The article I am referring to is called “Reevaluate Pesticides for Food Security and Safety” from Philippe J.P Verger and Alan R. Boobis, and was published in the August issue of “Science” magazine in the Policy Forum section.

 

The article discusses how generic pesticides, vital in the developing world, present assessment challenges. The problem arises when large multinational companies are no longer interested in the commercialization or in investing resources to evaluate and comply with regulation related to the toxicity of specific pesticides. Their generic versions, although necessary for developing countries to increase their food production, may not meet the internationally accepted criteria for safe pesticide residues in the food supply.

 

The authors discuss an approach to address this, but said analysis is not the objective of this post.

 

In my opinion, no pesticide is safe.

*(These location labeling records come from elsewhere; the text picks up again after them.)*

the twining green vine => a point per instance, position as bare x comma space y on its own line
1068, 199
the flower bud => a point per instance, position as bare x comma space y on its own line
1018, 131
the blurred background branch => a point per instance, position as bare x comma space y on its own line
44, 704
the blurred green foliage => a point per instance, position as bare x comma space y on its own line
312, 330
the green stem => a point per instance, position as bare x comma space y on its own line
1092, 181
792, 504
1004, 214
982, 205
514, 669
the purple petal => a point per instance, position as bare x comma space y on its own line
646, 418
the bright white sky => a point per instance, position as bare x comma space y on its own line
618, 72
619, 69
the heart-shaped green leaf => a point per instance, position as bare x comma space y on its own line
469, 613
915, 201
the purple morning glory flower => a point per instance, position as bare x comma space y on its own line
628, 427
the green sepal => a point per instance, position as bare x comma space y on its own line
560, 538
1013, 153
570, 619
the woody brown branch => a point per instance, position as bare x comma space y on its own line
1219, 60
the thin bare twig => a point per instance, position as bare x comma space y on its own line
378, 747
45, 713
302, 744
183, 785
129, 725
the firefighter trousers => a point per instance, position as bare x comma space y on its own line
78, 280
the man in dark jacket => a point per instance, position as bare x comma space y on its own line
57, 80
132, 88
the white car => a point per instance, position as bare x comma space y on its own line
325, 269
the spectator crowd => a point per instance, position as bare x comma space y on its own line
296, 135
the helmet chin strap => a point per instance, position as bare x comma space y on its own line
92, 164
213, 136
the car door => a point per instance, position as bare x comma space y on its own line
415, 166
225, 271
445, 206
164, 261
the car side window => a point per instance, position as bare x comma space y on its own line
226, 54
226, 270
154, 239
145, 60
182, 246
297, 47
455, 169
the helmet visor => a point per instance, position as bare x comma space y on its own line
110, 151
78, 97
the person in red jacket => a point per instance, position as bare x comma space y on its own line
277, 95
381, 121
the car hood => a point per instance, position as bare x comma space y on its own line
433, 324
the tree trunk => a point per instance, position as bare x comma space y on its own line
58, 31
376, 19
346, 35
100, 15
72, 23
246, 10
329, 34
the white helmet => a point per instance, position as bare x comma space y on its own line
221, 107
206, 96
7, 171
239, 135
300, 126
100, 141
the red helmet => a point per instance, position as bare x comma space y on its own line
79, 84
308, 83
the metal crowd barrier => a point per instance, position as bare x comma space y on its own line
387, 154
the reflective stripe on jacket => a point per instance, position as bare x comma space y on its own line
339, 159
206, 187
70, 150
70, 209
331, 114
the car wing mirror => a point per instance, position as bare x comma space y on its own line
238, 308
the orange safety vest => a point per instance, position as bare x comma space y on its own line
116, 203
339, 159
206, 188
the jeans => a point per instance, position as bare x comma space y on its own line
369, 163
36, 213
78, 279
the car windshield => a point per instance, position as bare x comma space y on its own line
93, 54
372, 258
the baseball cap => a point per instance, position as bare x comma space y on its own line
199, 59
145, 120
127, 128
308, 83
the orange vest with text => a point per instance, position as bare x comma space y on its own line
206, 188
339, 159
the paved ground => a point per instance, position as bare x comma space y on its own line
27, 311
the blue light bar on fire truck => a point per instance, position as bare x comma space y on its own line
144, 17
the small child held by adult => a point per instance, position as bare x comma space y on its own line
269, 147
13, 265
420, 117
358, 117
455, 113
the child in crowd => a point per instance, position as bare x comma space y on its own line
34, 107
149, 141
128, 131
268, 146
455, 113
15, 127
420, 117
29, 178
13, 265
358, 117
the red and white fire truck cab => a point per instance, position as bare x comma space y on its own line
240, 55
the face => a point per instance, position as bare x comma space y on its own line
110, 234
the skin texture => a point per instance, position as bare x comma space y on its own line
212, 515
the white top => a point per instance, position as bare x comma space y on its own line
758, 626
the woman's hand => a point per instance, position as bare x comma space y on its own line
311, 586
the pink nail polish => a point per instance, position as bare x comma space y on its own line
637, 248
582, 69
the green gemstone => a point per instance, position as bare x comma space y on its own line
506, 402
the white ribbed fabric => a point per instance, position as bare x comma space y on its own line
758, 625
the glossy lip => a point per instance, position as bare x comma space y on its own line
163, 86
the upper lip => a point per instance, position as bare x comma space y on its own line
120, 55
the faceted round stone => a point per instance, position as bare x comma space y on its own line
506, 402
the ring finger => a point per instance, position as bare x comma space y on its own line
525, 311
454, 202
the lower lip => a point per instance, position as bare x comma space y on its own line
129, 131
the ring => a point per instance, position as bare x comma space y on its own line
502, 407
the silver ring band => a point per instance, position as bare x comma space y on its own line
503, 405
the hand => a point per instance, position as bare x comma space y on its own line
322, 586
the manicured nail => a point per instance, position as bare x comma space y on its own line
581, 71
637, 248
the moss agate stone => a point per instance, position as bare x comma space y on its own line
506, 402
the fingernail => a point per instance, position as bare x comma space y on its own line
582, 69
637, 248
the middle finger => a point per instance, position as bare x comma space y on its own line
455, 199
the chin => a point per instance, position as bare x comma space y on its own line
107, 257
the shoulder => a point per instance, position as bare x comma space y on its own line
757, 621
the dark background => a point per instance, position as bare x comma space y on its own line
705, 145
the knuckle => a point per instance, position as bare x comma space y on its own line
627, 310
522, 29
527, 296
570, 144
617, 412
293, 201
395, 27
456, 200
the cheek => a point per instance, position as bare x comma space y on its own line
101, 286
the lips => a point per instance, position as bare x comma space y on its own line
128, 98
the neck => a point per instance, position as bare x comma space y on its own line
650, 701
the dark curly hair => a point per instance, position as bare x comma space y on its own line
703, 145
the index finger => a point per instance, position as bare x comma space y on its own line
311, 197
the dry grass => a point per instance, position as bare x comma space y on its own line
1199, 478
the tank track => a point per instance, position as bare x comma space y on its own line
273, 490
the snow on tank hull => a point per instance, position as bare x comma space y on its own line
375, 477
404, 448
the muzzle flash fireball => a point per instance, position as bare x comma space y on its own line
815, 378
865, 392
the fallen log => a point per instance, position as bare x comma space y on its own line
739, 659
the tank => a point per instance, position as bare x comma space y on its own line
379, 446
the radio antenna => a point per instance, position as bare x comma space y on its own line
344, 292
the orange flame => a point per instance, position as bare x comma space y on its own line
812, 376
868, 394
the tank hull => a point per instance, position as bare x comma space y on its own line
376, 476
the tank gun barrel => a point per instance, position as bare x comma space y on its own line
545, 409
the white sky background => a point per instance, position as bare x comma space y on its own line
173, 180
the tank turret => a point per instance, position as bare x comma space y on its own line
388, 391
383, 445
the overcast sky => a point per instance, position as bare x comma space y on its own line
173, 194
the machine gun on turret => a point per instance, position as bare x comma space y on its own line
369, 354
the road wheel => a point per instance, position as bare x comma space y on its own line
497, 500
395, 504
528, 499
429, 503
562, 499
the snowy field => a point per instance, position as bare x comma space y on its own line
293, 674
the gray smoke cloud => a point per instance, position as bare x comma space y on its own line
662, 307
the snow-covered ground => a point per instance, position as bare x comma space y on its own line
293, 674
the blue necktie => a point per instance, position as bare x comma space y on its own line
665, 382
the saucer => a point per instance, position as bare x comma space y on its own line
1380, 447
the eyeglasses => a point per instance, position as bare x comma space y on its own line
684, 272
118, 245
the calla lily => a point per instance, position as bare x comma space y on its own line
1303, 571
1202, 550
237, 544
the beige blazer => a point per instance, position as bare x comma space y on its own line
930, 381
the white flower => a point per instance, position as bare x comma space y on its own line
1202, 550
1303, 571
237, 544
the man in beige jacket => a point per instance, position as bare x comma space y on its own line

Even if they are approved to be used, my position is that we don’t have the resources to study all the potential negative effects of all pesticides so we don’t know for sure their risks. We might find out later on that a pesticide considered totally safe today may turn out to have significant negative effects in a few years. Remember how DDT was considered safe and used in households years ago and now is totally banned?    

 

This article reinforced my attitude towards pesticides and the benefits from consuming organic food or at least from local farmers.

 

Related to my last post on Trans Fats, if we as a society demand more organic products at an affordable price we will be able to push demand and get a positive outcome at some point or another.